Blue Origin has been making leaps of progress toward making civilian space travel a reality by developing reusable, cost-effective rocket technology. The company is expanding its operations and looking for new launch sites to add to its existing collection in Texas, Washington, Florida, and Alabama consisting of ten facilities.
The next launch location hasn’t been determined yet, though Engadget has reported the company is likely to settle somewhere in Europe along with developing more international partnerships.
“We’re looking for anything we can do to acquire, to scale up to better serve our customers. It’s not a function of size — rather how much it accelerates our road map of what we’re trying to get done,” said Bob Smith, CEO of Blue Origin.
Founded by Jeff Bezos in 2000, the company has “a vision of millions of people living and working in space for the benefit of Earth. Blue Origin envisions a time when people can tap into the limitless resources of space and enable the movement of damaging industries into space to preserve Earth, humanity’s blue origin.”
Blue Origin is the first company to bring civilians to space. In recent years, Elon Musk’s SpaceX has been giving Blue Origin a run for its money.
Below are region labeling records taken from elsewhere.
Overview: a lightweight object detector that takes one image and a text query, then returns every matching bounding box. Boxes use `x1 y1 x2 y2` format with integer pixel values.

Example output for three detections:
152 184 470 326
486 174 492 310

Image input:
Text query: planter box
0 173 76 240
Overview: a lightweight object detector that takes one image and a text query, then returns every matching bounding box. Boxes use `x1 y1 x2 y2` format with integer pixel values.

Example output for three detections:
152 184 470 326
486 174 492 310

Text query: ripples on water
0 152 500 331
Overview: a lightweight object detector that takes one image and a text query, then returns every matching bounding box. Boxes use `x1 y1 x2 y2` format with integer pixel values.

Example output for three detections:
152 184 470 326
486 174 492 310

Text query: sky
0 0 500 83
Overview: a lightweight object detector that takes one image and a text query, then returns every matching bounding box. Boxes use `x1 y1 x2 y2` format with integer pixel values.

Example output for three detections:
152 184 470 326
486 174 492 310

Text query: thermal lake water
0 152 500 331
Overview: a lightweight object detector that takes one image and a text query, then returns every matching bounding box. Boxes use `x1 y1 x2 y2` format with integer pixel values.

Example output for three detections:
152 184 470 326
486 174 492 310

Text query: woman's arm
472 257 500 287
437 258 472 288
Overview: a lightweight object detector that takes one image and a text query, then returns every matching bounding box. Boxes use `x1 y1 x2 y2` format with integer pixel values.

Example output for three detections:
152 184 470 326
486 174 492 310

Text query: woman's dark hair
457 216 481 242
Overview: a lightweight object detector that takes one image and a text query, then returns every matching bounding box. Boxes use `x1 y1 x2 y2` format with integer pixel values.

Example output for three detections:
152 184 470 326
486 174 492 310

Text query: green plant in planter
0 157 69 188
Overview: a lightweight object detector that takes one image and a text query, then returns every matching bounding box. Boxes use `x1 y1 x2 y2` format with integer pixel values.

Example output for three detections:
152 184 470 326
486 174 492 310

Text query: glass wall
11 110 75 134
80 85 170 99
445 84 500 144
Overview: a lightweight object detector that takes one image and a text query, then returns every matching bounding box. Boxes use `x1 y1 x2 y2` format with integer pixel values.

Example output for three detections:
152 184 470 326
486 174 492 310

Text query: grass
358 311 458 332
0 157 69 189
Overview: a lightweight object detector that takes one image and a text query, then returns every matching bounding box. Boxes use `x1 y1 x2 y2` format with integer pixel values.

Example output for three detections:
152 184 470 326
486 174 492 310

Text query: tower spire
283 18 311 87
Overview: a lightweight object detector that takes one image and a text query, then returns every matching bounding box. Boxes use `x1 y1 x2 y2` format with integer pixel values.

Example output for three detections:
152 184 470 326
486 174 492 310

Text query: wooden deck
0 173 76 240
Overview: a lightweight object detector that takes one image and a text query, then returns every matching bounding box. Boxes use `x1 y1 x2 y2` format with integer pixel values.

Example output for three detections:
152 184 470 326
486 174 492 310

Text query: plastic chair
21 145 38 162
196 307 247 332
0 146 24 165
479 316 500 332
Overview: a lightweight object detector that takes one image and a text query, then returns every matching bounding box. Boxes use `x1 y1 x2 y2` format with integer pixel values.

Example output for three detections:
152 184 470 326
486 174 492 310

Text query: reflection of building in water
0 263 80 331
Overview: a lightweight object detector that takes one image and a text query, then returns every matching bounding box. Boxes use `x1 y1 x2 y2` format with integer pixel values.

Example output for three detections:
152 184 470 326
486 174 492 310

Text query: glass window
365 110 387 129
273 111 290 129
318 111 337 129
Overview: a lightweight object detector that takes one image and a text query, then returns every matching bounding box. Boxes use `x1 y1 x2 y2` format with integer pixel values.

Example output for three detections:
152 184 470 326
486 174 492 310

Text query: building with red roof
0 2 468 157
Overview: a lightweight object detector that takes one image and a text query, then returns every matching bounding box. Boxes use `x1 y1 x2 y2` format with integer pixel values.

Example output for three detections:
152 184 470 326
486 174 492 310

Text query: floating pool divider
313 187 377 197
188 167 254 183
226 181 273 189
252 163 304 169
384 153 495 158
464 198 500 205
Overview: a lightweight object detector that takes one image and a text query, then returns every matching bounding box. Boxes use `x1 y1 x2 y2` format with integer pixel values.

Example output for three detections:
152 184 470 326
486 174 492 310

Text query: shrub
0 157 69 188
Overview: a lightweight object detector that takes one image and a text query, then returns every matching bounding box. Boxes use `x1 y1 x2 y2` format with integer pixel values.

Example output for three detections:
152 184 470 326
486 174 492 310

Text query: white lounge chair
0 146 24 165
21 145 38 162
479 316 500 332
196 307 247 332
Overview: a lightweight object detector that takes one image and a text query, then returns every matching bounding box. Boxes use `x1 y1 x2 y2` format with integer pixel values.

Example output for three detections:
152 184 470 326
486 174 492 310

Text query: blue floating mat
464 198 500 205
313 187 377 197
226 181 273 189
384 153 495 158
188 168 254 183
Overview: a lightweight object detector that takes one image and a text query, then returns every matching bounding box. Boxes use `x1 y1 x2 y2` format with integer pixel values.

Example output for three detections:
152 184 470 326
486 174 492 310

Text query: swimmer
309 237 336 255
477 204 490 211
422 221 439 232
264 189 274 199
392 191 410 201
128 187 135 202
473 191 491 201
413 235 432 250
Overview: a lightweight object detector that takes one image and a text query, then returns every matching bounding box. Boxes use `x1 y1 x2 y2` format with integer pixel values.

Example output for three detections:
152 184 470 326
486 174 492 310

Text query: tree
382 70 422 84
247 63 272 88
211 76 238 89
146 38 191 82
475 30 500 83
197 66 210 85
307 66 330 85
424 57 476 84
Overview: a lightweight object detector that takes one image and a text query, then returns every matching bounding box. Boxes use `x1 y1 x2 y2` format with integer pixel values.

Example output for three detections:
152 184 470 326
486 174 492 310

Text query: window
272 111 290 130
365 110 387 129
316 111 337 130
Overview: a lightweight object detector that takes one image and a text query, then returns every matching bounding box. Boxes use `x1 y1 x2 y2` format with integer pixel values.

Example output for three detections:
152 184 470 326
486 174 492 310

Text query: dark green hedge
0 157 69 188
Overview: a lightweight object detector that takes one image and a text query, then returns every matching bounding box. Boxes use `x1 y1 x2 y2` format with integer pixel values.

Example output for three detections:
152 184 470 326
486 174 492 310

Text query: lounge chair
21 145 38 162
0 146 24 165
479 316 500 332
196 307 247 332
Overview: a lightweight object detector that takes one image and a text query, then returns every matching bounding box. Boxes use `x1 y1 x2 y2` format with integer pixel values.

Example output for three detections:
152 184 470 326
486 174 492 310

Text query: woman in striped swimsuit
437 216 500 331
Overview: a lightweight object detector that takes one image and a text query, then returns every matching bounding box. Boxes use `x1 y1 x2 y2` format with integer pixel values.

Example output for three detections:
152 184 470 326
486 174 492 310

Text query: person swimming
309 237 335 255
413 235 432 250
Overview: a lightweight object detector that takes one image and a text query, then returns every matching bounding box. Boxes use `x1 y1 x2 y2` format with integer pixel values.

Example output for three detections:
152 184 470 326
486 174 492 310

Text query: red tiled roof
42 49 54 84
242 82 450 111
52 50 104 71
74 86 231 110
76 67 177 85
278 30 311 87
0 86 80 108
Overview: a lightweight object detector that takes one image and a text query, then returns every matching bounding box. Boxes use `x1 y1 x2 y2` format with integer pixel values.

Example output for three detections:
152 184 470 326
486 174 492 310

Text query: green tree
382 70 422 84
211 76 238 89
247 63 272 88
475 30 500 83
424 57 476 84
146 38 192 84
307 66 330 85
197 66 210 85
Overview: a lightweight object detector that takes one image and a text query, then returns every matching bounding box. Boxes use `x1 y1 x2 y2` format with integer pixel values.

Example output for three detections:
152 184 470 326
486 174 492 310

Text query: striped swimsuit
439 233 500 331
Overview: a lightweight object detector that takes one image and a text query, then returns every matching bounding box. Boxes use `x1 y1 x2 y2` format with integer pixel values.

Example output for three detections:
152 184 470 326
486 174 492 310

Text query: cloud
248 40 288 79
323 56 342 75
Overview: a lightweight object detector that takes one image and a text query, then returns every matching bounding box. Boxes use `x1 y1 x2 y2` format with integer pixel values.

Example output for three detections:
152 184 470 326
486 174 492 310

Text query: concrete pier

The companies have similar goals in the latest space race, both wanting to make commercial space flight an obtainable goal while also launching satellite constellation systems in low Earth orbit.
Blue Origin has been working tirelessly to build New Glenn, a more powerful rocket intended to launch Amazon’s satellite constellation to rival Starlink. The company is also prepping to create a privately funded space station in a bid to replace the International Space Station, slated to be decommissioned in 2031.
Last May, NASA contracted Blue Origin to develop a lunar lander and a cislunar transporter to bring astronauts back to the Moon, a $3.4 billion dollar collaboration for the Artemis V mission. SpaceX has already secured the first two Artemis partnerships.